Du 23 au 28 juillet, plus de six millions de jeunes Catholiques sont attendus aux Journées Mondiales de la Jeunesse à Rio de Janeiro. Au-delà de cet événement majeur, la nouvelle génération catholique se mobilise au quotidien pour transmettre la parole de Dieu. L’Eglise compte sur ces nouveaux messagers pour raviver une évangélisation vacillante. Elle a mis en place une véritable stratégie marketing afin de redorer l’image de l’institution catholique auprès des jeunes. Enquête à Grenoble.
IFOP « Les Français et le catholicisme, 50 ans après Vatican II », menée pour le journal La Croix en octobre 2012, montre ainsi que seuls 5 % des Français baptisés se rendent à la messe tous les dimanches.

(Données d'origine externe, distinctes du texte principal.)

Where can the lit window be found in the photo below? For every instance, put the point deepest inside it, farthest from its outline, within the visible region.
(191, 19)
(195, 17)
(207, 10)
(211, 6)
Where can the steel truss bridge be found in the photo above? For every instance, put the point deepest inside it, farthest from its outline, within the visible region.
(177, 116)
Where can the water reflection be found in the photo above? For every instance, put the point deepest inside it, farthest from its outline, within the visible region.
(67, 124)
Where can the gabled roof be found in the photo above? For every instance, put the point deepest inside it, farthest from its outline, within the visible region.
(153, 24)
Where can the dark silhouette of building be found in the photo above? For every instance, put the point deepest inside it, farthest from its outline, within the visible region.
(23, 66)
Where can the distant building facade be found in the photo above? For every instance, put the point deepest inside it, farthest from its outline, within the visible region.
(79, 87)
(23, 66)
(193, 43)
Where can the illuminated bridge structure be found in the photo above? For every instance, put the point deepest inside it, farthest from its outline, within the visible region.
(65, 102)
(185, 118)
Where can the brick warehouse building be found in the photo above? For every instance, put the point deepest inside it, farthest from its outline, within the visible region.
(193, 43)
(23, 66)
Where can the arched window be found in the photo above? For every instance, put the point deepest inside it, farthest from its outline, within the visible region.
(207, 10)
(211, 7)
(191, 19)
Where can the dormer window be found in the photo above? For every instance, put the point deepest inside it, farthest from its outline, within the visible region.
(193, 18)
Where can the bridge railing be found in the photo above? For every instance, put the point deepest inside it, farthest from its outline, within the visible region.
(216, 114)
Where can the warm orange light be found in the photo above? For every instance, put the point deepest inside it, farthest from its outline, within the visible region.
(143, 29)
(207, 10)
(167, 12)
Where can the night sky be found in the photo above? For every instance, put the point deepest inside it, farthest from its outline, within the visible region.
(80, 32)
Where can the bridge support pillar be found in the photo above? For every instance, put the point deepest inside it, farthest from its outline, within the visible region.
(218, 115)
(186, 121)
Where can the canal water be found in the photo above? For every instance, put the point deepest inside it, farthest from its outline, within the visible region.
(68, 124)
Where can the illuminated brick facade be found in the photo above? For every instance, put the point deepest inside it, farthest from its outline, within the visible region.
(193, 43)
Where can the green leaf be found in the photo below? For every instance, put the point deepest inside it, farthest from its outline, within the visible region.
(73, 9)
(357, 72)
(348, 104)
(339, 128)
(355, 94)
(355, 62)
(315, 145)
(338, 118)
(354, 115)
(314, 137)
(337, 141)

Et la proportion tombe à 1 % chez les moins de 35 ans. Pour autant, le père Bertrand ne se résigne pas : « La Nouvelle évangélisation a permis à l’Eglise de prendre conscience qu’elle devait sortir de sa grotte et aller à la rencontre des gens pour annoncer Dieu. »
Evangélisation de masse
Développée par Jean-Paul II dans les années 1970, la Nouvelle évangélisation devait permettre de donner un nouveau souffle à la chrétienté (voir encadrés en fin d’article). Les initiatives liées à sa mise en œuvre ont été laissées à l’appréciation de chaque évêque. A Grenoble, Mgr Guy de Kerimel associe pleinement les jeunes Catholiques à cette mission. Dès septembre 2008, il a engagé une réflexion avec ceux de son diocèse pour les interroger sur leurs attentes et la meilleure façon d’incarner leur foi.

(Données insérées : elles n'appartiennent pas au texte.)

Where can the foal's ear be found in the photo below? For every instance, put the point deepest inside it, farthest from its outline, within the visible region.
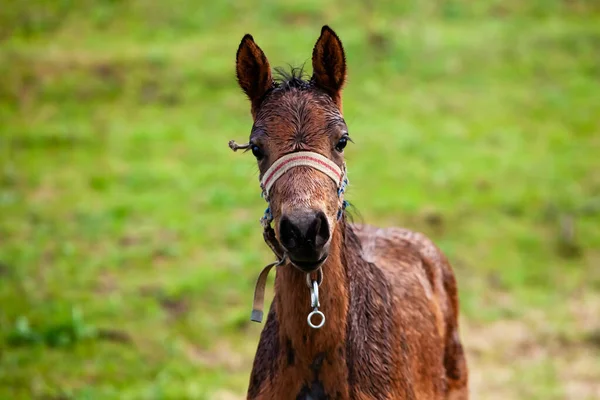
(329, 64)
(253, 71)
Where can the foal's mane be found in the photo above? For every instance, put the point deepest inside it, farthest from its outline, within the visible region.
(294, 78)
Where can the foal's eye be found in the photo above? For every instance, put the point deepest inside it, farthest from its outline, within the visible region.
(258, 153)
(341, 144)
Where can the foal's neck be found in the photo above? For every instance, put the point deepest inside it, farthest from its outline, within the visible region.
(292, 306)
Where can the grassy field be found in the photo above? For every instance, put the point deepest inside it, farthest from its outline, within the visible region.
(129, 234)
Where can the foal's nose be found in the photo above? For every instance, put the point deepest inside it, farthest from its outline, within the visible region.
(304, 234)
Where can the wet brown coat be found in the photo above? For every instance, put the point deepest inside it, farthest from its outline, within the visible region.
(389, 295)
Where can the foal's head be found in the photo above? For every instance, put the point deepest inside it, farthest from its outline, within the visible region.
(292, 115)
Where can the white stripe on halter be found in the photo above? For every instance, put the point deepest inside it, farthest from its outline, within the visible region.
(306, 158)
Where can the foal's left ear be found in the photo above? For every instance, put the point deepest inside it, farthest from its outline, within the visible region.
(329, 64)
(253, 71)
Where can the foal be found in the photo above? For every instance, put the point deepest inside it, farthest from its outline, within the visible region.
(388, 295)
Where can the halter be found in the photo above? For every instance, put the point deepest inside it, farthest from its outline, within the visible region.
(308, 159)
(276, 171)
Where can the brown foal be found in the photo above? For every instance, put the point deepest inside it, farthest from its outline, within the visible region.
(389, 295)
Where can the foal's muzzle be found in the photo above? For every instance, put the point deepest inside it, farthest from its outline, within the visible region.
(305, 235)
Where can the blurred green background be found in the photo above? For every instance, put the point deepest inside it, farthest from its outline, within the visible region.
(129, 234)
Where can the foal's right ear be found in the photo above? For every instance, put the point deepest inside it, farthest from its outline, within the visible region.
(253, 71)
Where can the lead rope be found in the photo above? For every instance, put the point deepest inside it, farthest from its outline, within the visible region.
(279, 167)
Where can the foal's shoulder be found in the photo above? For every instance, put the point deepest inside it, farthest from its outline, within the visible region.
(409, 259)
(400, 245)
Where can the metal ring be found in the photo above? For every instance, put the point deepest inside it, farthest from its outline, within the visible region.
(316, 312)
(319, 278)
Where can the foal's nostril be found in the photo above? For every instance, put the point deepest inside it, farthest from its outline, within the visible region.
(288, 233)
(321, 229)
(304, 231)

Après neuf mois de discussions, les « Assises des jeunes » ont ainsi débouché sur plusieurs propositions : une messe spécifique, la création d’un groupe chrétien de musique, ainsi que l’ouverture d’un café associatif. Des propositions qui ont toutes abouti. Le groupe de rock chrétien EssentCiel, constitué en septembre 2009, a déjà sorti deux albums depuis. Quant à la pastorale des jeunes, rebaptisée Isèreanybody, elle a ouvert l’Isèreanybody Café en octobre 2011.
Le diocèse grenoblois a, en réalité, anticipé de quelques années la politique menée par le Vatican. En octobre 2012, Rome a ainsi accueilli le Synode des évêques sur le thème « La Nouvelle évangélisation pour la transmission de la foi chrétienne ». Durant trois semaines, de nombreux acteurs ont alors échangé autour de la nécessité pour l’Eglise catholique de relancer une évangélisation de masse.
Dynamiques et entreprenants, les jeunes croyants constituent des acteurs essentiels de cette stratégie. Le message final du Synode rappelle, à ce titre, qu’une « attention particulière est portée sur les jeunes dans une perspective d’écoute et de dialogue pour racheter, et non pas mortifier, leur enthousiasme ». Dans certaines limites toutefois, le message précisant que l’Eglise se refuse à « diffuser l’Evangile comme un produit de marché ».
S’adapter pour mieux régner
Cette posture de principe cache en fait d’autres réalités, comme l’explique Fabien Gavant, responsable régional d’Alpha Connect, institution qui regroupe tous les parcours Alpha, groupes de parole autour de la foi importés d’Angleterre. « La Nouvelle évangélisation consiste à s’adapter aux standards du monde actuel », juge le jeune homme qui plaide pour une remise au goût du jour de l’évangélisation. Un crédo développé au sein des parcours Alpha. Dans son appartement, une Bible est rangée entre deux romans et une vierge trône à côté de l’ordinateur dernier cri.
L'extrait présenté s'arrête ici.